HOUSTON — The U.S. Supreme Court today agreed to hear an appeal in American Electric Power v. Connecticut, in which public authorities claim that public utilities’ greenhouse gas emissions contributed to climate change. Power companies argue that the universal issues of climate change cannot be solved by ad hoc lawsuits, but rather should be resolved by the political branches of government. 

Richard O. Faulk, chair of the Litigation Department of Gardere Wynne Sewell LLP in Texas, and Gardere partner John S. Gray, who recently filed a brief before the court in on behalf of several industry associations supporting the utilities’ arguments, praised the High Court for acting decisively in deciding to review the issue of whether private tort claims based on global warming are legitimate.

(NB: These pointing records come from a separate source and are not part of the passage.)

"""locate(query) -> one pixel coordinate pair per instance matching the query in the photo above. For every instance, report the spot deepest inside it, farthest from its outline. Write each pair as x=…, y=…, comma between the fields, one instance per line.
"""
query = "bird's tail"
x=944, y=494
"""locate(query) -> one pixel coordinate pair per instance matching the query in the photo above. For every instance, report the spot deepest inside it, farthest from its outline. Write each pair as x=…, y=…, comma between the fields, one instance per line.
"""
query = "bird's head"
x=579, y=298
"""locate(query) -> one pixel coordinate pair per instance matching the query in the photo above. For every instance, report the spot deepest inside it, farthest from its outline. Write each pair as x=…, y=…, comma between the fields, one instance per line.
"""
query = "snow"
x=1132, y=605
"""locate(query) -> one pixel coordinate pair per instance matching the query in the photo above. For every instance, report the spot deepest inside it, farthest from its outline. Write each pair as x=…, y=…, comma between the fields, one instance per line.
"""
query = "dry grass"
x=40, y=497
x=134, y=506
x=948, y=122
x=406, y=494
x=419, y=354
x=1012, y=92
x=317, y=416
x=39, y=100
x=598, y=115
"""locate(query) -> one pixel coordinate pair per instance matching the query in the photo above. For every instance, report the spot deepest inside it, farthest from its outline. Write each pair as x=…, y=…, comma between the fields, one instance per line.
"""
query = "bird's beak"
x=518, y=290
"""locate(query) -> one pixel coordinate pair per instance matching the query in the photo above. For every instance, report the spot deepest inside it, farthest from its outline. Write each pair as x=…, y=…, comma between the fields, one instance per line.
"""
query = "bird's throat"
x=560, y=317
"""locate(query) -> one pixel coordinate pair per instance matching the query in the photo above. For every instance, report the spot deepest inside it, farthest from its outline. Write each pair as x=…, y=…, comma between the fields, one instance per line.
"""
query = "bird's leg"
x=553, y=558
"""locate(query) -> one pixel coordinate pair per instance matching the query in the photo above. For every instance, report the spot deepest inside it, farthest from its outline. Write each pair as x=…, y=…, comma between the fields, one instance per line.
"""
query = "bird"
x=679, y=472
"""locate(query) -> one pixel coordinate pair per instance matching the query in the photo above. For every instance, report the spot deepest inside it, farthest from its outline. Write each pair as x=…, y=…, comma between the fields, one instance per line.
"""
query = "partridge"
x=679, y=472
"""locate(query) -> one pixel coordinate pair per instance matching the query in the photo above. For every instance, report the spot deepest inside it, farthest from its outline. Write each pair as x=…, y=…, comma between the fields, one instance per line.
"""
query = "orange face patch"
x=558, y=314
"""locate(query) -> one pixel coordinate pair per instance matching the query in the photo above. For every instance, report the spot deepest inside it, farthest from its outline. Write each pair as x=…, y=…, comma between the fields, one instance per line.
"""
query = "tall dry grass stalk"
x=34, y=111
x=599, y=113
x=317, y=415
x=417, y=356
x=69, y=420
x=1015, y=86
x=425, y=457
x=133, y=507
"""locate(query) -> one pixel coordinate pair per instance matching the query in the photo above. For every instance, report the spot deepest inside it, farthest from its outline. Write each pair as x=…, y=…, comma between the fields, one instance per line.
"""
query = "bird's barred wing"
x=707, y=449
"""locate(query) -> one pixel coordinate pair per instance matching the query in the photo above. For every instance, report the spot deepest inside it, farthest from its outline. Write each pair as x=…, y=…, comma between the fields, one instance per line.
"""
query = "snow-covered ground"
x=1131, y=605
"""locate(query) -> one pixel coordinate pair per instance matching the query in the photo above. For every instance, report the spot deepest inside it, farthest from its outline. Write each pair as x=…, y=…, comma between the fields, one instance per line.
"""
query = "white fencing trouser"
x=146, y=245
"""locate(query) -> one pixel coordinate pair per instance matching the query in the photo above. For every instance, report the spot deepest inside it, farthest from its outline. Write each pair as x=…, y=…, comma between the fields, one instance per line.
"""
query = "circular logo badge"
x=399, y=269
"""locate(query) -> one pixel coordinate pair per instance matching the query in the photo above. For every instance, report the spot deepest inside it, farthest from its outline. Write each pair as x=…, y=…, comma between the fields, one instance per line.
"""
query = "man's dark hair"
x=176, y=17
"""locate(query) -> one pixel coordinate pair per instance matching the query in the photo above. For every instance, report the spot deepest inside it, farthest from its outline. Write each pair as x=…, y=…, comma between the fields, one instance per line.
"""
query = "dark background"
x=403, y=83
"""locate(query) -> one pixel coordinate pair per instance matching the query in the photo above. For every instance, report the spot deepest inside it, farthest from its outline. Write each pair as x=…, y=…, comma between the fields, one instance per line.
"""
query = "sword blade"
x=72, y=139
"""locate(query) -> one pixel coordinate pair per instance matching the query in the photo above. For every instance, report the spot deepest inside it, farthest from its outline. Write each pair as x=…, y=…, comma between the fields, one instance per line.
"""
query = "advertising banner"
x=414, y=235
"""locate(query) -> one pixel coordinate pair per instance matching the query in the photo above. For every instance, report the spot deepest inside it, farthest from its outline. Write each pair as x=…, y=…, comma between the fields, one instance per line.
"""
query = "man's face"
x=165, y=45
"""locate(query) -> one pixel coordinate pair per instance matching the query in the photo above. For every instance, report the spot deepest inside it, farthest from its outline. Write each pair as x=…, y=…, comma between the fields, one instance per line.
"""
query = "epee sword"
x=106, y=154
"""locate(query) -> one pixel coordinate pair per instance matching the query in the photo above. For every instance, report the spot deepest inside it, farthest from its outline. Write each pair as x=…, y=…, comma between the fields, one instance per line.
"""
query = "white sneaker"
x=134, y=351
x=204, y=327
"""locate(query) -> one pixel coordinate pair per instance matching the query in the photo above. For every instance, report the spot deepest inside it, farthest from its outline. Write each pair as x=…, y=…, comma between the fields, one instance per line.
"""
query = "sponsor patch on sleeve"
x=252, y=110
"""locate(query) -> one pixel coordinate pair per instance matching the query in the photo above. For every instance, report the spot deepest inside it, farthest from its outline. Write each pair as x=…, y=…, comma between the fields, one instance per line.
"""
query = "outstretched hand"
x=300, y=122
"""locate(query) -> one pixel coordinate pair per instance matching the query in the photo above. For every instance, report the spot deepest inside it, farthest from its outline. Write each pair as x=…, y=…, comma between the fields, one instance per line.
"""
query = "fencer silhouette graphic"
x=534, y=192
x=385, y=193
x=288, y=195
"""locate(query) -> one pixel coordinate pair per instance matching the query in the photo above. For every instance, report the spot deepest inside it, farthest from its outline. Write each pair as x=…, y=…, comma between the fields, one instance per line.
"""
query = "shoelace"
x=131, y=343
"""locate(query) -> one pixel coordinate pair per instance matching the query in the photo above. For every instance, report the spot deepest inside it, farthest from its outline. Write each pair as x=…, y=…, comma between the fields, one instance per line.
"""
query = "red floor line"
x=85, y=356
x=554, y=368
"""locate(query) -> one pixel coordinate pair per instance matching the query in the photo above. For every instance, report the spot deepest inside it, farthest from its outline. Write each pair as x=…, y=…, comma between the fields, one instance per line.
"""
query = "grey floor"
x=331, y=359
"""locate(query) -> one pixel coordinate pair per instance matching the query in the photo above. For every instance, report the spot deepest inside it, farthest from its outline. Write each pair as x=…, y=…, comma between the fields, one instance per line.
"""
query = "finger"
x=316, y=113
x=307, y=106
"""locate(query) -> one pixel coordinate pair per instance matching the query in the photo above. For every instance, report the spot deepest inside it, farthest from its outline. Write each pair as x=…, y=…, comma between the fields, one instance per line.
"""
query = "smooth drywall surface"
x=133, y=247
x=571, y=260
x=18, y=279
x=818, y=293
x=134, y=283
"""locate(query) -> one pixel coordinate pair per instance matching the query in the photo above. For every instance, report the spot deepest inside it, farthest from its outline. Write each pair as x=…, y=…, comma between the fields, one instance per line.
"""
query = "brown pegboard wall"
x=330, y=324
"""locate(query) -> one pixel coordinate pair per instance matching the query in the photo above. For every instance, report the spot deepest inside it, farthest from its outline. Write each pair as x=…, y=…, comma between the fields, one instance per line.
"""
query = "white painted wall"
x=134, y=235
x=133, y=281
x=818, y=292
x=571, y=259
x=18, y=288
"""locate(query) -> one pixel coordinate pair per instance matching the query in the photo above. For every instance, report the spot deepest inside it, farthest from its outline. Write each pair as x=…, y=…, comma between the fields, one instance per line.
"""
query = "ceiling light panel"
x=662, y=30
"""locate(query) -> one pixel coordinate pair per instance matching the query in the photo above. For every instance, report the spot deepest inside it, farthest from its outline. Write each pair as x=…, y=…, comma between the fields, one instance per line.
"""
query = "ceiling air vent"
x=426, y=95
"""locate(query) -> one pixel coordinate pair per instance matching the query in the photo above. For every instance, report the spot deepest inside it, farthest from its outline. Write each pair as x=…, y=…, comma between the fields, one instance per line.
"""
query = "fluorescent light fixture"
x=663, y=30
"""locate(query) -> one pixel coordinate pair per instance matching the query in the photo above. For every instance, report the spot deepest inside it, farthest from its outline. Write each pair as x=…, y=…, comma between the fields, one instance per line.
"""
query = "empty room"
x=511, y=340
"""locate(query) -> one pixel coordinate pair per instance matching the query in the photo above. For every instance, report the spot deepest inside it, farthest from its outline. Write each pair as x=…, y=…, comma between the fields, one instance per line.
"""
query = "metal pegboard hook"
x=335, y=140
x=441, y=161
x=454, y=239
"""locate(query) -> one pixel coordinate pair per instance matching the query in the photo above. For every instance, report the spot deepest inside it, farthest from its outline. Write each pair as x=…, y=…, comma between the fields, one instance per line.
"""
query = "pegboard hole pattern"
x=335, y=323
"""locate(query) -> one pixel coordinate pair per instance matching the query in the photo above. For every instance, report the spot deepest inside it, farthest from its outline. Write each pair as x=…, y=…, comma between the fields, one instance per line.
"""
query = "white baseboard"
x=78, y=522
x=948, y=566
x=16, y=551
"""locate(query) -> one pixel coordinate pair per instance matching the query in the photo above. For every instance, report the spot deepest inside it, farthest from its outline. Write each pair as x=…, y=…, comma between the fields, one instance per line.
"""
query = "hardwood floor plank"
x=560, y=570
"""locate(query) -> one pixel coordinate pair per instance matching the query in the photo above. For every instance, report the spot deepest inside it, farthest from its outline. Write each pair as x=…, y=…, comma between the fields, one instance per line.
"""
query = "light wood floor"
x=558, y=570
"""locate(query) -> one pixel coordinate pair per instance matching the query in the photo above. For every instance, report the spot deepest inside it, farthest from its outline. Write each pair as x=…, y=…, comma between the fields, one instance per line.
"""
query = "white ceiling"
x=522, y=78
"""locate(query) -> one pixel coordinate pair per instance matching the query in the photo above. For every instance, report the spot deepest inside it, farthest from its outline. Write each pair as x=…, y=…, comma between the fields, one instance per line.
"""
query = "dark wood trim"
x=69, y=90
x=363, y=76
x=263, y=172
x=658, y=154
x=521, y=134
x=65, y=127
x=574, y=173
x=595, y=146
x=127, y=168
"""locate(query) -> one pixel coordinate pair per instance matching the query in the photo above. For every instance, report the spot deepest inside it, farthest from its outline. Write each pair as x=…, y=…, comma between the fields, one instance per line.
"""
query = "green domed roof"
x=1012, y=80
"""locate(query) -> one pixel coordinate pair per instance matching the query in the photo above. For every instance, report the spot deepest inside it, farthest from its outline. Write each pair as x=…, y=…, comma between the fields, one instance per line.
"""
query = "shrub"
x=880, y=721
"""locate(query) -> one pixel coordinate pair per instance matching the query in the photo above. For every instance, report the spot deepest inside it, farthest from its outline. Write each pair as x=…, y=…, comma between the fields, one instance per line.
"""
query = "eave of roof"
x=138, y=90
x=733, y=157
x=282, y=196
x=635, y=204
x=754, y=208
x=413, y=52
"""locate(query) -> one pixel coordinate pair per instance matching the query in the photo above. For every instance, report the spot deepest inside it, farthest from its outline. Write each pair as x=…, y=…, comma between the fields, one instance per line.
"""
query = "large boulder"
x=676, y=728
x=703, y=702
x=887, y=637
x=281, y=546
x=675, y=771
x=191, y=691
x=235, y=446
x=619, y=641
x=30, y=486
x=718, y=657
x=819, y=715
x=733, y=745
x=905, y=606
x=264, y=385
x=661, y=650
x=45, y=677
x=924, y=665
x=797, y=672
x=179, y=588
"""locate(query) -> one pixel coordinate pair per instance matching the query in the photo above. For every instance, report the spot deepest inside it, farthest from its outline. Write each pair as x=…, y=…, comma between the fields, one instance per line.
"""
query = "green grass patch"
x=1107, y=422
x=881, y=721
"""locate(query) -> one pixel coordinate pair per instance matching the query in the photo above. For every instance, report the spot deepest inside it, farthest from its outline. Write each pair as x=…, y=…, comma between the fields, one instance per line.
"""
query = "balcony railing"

Mr. Faulk says the Supreme Court’s decision to hear the case is a “positive development that may foreshadow the demise of mass tort litigation based on global warming.  The use of isolated and ad hoc lawsuits against an arbitrarily selected group of emitters cannot possibly solve the global warming phenomenon.  The issue is best left to the international community, the Congress and the EPA, which have the resources and power to deal with this alleged problem. Hopefully, the Supreme Court will now recognize the primacy of those institutions.”

The NAM’s co-amici are the American Chemistry Council, American Coatings Association, National Petrochemical and Refiners Association, Property Casualty Insurers Association of America and the Public Nuisance Fairness Coalition.